Ahad 18 Sep 2011 21:05 WIB

Populasi Muslim Menyusut di Kolumbia, Shalat Jumat Hanya Tiga Baris Jamaah

Rep: Agung Sasongko/ Red: Stevy Maradona
Jamaah masjid yang menyusut, ilustrasi
Foto: Blogspot
Jamaah masjid yang menyusut, ilustrasi

REPUBLIKA.CO.ID, MAICO—Jum’at siang, masjid Omar Al-Jattab terisi tiga baris jamaah. Shalat jumat hari itu dipimpin oleh Imam asal Mesir. Ya, itulah penggalan suasana komunitas Muslim di Maico, Kolombia.

"Kurang dari satu dekade lalu, Masjid ini terisi sembilan baris," kata Hassan Jomaa, saat  menerjemahkan khotbah bahasa Arab di belakang aula besar.  "Ada saat di mana ruangan masjid ini ini begitu penuh sehingga terpaksa ada sebagian jamaah yang diluar, "

Sebagian besar komunitas Muslim Maico merupakan imigran asal Lebanon yang tiba di Kolombia sejak abad ke-19. Tak heran, Maico kota berpenduduk 150.000 jiwa tidak memiliki bioskop tapi memiliki delapan stasiun televisi berbahasa arab, hidangan khas Timur Tengah, poster bintang sepakbola asal Lebanon yang bersanding dengan sosok Che Guevara,  ikon Amerika latin.

Menyambung soal Masjid Ibnu Omar  Al-Jattab. Masjid ini dibangun tahun 1997 dengan luas 1.476 meter persegi. Masjid berkapasitas 700 orang tersebut  merupakan masjid terbesar ketiga di Amerika Latin. Yang hebat, masjid ini murni hasil swasembada masyarakat setempat.
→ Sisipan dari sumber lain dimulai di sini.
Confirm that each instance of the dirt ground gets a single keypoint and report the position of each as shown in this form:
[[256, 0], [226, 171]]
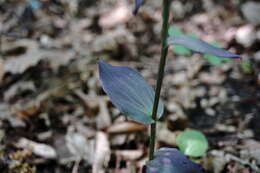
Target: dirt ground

Sayang, beberapa tahun belakangan, kemegahan Masjid ini surut secara perlahan. Sebab, hampir 8000 sampai 1.000 imigran asal Arab meninggalkan Maico. “Mereka datang saat negara mereka mengalami konflik. Kini suasana telah tenang, mereka tentu kembali,” papar presiden Asosiasi Kebajikan Islam, Nedal Serhan.

Anggota Dewan Kota Maico, yang anggota dewan pertama yang berasal dari imigran Lebanon, Indira Issa mengatakan ada sejumlah alasan yang membuat komunitasnya meninggalkan  Kolombia, utamanya adalah kekerasan dan penculikan. Diluar itu peraturan pemerintah dan perekonomian yang lesu. “Situasi itu sulit diperjuangan imigran lantaran mereka tidak pernah aktif secara politik,” paparnya.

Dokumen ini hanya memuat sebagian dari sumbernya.